UNC BOG members blindside colleagues

Published September 8, 2017

by Kari Travis, Carolina Journal, September 7, 2017.

In a session filled with cutting debate and rapid-fire resolutions, several members of the University of North Carolina Board of Governors on Thursday issued a litany of significant proposals, stunning some members who weren’t told about the plan.

A handful of board members recommended cutting tuition and fees at all universities, cleaning out and reorganizing UNC General Administration staff, moving administrative offices out of Chapel Hill, and overhauling the structure of board meetings.

The 28-person board, down from 32 members last year, is stunted by bad communication habits, said board member Tom Fetzer. The former mayor of Raleigh and chairman of the N.C. Republican Party was appointed this year.
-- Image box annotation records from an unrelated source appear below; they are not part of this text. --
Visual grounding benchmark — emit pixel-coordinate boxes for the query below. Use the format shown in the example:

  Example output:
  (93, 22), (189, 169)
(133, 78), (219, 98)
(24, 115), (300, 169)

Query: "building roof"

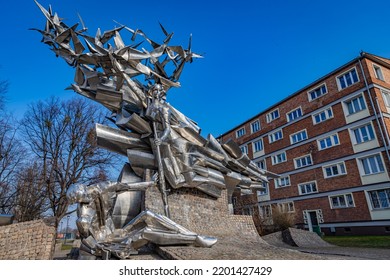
(218, 51), (390, 138)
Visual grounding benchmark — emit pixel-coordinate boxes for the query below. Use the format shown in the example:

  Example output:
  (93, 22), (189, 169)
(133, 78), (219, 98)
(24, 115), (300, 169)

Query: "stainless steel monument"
(35, 2), (272, 258)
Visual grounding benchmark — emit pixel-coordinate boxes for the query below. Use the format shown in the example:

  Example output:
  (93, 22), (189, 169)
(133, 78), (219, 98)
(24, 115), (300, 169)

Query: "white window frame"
(278, 201), (295, 213)
(236, 127), (246, 139)
(271, 151), (287, 165)
(290, 129), (308, 145)
(259, 204), (272, 219)
(317, 133), (340, 151)
(381, 89), (390, 108)
(344, 93), (367, 116)
(336, 67), (360, 91)
(274, 175), (291, 189)
(350, 122), (376, 145)
(268, 129), (283, 144)
(252, 138), (264, 153)
(322, 161), (347, 179)
(329, 193), (355, 209)
(255, 159), (267, 170)
(294, 154), (313, 169)
(286, 106), (303, 122)
(240, 145), (249, 155)
(251, 120), (261, 133)
(358, 153), (386, 176)
(298, 181), (318, 195)
(367, 188), (390, 210)
(372, 63), (385, 81)
(266, 108), (280, 123)
(307, 83), (328, 102)
(241, 206), (253, 216)
(312, 107), (334, 125)
(257, 182), (269, 196)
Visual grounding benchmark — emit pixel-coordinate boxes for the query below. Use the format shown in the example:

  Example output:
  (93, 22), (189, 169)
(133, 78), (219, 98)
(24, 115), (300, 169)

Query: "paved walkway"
(53, 238), (390, 260)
Fetzer’s complaint echoes longstanding concerns from lawmakers and public officials. Critics have said the body is too large and inefficient. Lawmakers voted to shrink the board from 32 to 24 members by 2019.

Downsizing will help only if the board reorganizes. Twenty-four is still an unwieldy number, and many members often feel like “rubber stamp” employees, said Philip Byers, who joined the board in 2015.

Fifteen members — Byers included — recently penned a letter criticizing UNC President Margaret Spellings and board Chairman Lou Bissette for excluding them from communications with Gov. Roy Cooper in late August.

Spellings and Bissette wrote Cooper the day before a protest against Silent Sam, a statue memorializing Confederate soldiers on the UNC-Chapel Hill campus. The leaders asked Cooper to boost police presence during the demonstration and to convene the N.C. Historical Commission to decide the fate of the monument.

The letter was tone-deaf to the board’s actual opinion about treating campus unrest, Fetzer said in the letter.

Committee chairs were consulted, but most board members weren’t.

“These are good men and women around this table all trying to do the right thing,” Byers said. “I keep hearing today about [our] letter. That never would have existed if we got a phone call saying, ‘We’re sending a letter to the governor.’ I read about it in the paper. If I’m going to be a governor of this institution, we’re going to have to do a better job communicating.”

Such disorganization takes UNC’s focus off students, and that’s just wrong, he said.

The board passed four resolutions, one of which will “endeavor to reduce tuition and fees at all our member institutions while preserving and enhancing the quality of education provided therein.”

Others created committees to review the operations of the UNC General Administration and to study the potential for moving administrative offices to Research Triangle Park or Raleigh.

The final resolution, presented by Marty Kotis, proposed overhauls for board meetings.

Board members shouldn’t waste days and days on meetings, he said, when technology makes it possible for them to watch presentations in advance.

Additionally, campus leaders, while always welcome to watch or listen, shouldn’t be forced to come to meetings that waste their time.

UNC chancellors attend every board meeting but aren’t always called upon to answer questions.

“We want to do this in a productive manner, rather than sitting in the penalty box, or in the whack-a-chancellor area. We should be getting their input, whether it’s a discussion board, or one-on-one meetings to find out what’s critical to them, rather than just summoning them for us like a court.”